Then a viola struck up a chord and its almost awkward combinations of plucking and strained notes added to the apparent conflict and confusion portrayed by dancers, who at timed seemed to be in battle, or in a street fight. Bonachella very often gets his dancers to use one as counter-balances, and one of the signature movements, which I'd seen before at Snape Maltings, was when one falls backwards and is caught by the back of the neck by another dancer, suspended for a second.

This was by no means an harmonious piece, with the accompanying music and movements of the dancers very fast, erratic and jarring. All six dancers stayed on stage the entire time, with couples highlighted for different sections while the others swayed and shrunk into the background. The speed and precision with which they moved was awe-inspiring and it was totally captivating.

Set Boundaries was the second of the pieces, and in this there was a more obvious connection to the theme voices, as the choir group The Sixteen had given their group voice to the specially commissioned piece of music by Matthew Herbert.

The dancers were dressed minimally, in white pants and vests. In the background, a video projection by Lenka Clayton showed alternating shots of sentinels guarding the North and South Korean borders. Half way through, a voice-over spoke of an Iraqi man's nightmare of being exiled in his own country, of not fitting into or being welcomed into the UK, and the pain of being parted from his family.

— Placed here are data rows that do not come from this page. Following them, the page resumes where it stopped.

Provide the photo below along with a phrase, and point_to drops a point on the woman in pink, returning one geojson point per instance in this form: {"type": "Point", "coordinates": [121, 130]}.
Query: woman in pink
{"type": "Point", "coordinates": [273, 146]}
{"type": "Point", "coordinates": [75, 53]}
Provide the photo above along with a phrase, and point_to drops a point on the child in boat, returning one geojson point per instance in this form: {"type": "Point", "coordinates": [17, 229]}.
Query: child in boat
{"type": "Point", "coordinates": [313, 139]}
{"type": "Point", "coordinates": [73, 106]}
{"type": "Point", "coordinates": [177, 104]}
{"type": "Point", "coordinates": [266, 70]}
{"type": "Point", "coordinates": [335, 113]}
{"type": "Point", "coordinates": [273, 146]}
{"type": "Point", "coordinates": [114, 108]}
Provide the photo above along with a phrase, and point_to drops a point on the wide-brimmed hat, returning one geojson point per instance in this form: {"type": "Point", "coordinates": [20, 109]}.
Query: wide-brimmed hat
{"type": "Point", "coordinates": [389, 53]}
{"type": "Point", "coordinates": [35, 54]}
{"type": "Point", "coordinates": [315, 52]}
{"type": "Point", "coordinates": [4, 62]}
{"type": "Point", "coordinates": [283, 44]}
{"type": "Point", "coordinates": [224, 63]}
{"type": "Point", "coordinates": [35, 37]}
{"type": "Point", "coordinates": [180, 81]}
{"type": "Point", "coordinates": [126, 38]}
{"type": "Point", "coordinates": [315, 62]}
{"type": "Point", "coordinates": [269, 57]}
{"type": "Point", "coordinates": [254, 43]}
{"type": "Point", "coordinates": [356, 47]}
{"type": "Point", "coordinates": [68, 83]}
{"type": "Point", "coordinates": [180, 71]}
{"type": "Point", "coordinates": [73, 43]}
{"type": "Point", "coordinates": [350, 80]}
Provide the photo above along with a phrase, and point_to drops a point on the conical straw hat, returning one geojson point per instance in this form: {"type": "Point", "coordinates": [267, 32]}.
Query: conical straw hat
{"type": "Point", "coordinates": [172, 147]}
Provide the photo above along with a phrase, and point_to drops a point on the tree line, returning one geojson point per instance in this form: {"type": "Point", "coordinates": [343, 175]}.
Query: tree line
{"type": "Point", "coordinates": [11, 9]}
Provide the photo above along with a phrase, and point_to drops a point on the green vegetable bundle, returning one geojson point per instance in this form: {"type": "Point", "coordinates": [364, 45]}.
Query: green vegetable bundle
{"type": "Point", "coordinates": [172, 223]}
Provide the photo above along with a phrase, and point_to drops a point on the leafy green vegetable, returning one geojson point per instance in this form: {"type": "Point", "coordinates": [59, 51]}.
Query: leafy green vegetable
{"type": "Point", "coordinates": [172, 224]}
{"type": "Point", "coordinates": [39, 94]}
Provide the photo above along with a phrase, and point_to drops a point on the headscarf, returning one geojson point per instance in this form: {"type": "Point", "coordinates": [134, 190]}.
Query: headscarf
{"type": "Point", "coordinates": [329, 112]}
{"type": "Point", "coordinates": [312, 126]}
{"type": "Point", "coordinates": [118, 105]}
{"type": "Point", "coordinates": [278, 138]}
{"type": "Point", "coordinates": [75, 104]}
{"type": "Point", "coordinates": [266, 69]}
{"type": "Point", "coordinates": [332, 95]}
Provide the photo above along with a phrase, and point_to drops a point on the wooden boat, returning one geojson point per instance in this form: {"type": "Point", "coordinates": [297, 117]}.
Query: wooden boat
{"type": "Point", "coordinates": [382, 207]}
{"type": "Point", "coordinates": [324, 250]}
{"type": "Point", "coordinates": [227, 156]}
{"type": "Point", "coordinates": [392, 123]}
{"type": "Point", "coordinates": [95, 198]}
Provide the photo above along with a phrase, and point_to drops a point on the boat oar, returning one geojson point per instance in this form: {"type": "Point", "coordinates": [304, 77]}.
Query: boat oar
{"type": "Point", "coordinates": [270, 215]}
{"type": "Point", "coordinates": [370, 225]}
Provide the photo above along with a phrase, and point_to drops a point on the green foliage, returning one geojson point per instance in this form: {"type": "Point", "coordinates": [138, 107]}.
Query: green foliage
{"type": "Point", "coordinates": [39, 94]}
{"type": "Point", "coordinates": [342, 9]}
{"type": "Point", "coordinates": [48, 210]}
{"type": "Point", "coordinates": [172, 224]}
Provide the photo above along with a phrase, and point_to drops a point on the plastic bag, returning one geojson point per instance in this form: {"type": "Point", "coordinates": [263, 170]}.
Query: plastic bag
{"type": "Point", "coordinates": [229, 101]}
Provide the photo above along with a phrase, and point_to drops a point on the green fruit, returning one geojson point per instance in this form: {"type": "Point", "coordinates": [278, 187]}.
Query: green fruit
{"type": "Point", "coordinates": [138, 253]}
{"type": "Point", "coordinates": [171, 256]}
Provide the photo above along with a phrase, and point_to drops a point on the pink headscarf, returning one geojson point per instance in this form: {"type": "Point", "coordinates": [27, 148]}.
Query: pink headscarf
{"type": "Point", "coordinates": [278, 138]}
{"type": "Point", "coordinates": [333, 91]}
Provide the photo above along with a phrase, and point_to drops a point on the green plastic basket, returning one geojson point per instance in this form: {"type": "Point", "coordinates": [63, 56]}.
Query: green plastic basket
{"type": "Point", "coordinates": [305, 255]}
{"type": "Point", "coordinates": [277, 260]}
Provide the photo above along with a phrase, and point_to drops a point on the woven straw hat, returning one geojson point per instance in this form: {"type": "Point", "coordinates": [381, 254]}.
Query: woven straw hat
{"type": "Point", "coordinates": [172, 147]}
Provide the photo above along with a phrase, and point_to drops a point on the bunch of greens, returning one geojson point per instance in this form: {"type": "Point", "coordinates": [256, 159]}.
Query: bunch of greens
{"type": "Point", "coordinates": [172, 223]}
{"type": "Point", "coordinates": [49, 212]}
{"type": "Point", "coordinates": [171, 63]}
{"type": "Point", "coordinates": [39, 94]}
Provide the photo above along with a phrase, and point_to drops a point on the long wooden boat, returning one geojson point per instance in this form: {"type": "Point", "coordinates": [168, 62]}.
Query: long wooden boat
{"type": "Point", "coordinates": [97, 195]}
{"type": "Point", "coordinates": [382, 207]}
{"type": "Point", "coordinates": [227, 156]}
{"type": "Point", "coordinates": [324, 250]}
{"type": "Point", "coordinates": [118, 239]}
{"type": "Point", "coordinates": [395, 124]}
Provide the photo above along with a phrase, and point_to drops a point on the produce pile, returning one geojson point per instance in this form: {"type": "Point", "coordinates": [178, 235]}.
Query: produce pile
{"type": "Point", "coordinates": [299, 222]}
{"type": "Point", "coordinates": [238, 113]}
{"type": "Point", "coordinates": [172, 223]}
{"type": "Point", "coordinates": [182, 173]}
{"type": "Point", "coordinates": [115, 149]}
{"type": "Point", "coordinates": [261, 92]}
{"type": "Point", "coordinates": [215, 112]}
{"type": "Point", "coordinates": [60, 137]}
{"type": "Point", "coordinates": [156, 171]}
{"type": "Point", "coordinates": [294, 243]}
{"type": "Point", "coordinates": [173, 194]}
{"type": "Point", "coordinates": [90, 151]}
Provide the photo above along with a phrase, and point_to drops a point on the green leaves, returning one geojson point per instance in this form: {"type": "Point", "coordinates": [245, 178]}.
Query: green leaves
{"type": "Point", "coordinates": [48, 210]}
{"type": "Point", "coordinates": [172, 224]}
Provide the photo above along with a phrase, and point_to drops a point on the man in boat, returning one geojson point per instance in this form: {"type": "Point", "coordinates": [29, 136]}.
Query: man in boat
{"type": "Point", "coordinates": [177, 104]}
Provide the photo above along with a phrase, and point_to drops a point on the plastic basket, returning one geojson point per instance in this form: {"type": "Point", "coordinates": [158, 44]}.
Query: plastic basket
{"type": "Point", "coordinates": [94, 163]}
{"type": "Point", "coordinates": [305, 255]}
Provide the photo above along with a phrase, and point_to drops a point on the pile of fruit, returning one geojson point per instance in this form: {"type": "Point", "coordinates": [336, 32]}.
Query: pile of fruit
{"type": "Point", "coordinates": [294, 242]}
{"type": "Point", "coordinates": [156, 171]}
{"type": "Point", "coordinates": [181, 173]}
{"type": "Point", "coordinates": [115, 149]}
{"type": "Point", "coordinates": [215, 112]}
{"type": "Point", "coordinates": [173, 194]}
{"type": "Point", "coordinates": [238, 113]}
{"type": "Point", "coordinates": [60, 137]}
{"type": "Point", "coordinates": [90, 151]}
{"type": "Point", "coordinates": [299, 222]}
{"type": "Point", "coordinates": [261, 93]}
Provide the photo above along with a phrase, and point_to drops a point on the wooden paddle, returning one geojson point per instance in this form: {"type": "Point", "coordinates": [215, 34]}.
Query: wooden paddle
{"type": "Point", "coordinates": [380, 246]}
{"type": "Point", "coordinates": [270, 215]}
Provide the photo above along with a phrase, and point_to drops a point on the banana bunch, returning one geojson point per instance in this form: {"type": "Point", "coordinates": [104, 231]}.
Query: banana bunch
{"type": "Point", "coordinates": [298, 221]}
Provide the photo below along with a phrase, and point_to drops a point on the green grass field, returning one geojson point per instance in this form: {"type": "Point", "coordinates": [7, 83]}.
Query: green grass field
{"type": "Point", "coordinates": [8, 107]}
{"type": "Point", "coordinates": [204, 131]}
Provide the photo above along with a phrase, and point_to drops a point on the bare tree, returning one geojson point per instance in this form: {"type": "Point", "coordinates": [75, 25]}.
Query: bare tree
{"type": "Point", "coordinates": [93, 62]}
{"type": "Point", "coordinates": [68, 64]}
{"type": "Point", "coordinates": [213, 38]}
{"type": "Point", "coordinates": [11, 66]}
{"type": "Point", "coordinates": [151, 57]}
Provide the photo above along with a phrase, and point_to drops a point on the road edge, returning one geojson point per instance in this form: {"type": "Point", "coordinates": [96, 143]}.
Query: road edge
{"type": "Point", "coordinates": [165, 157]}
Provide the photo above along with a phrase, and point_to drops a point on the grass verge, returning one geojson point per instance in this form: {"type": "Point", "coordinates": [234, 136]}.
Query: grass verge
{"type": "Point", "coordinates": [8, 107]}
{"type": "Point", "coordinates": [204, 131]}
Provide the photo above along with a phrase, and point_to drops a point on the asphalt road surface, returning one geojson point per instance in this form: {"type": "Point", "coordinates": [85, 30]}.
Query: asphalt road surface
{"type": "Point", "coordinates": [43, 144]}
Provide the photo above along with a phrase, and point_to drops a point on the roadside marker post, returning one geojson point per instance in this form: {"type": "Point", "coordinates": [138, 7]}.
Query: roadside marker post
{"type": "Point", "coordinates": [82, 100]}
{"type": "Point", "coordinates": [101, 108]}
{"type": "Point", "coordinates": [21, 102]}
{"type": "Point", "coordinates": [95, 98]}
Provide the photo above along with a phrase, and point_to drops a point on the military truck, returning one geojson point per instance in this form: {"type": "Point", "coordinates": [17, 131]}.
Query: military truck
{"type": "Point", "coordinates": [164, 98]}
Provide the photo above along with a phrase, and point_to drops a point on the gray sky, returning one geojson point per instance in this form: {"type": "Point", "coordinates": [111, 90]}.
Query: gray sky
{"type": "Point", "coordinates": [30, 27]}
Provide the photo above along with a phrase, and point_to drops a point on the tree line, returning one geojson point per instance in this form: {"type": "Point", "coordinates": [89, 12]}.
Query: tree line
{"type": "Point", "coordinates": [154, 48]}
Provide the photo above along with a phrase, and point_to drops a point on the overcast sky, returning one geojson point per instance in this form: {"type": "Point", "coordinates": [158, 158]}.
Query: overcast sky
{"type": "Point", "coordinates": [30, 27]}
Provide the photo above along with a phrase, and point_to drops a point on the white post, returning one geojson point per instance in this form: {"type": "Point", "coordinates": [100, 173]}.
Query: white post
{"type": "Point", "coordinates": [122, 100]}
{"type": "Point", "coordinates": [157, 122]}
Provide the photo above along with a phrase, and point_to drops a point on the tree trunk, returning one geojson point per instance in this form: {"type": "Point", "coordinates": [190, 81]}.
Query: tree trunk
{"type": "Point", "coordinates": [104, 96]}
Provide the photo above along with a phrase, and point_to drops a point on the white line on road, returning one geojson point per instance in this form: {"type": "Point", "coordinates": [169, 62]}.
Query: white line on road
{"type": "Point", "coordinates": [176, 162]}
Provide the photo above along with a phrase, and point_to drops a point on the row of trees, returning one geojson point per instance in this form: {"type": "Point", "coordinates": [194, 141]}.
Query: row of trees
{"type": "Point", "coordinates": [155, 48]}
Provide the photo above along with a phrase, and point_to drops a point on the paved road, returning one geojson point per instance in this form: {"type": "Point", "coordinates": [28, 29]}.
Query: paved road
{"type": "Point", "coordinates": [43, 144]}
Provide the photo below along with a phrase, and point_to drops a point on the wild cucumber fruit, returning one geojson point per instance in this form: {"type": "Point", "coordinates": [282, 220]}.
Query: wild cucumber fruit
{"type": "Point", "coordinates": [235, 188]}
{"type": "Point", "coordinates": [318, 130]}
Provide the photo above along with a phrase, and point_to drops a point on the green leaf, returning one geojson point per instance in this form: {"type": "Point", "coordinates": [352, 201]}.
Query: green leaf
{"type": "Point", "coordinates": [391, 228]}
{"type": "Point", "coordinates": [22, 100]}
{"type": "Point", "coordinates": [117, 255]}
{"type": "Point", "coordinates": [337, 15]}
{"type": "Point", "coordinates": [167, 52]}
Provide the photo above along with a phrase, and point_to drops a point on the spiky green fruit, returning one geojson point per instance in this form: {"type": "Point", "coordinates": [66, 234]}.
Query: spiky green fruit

The dancers moved with such beauty, precision and certainty as they portrayed their own interpretations of trying to escape, to get out of a confined space, to become free. The white lighting from above helped convey this feeling of being trapped, as if in a prison, as did the basic costumes, which created a sense of minimalism. The movements were mainly fast, furious and precise, and I hardly saw a repeated move the entire time, such is the inventiveness and originality of Bonachella's choreography.

For a one-and-a-half-year-old company, I was bowled over by the professionalism and high quality of dance. Never was there a dull moment, as the choreography constantly challenged and surprised. It was as if Bonachella had created his own, completely new language of contemporary dance. Definitely a company to watch.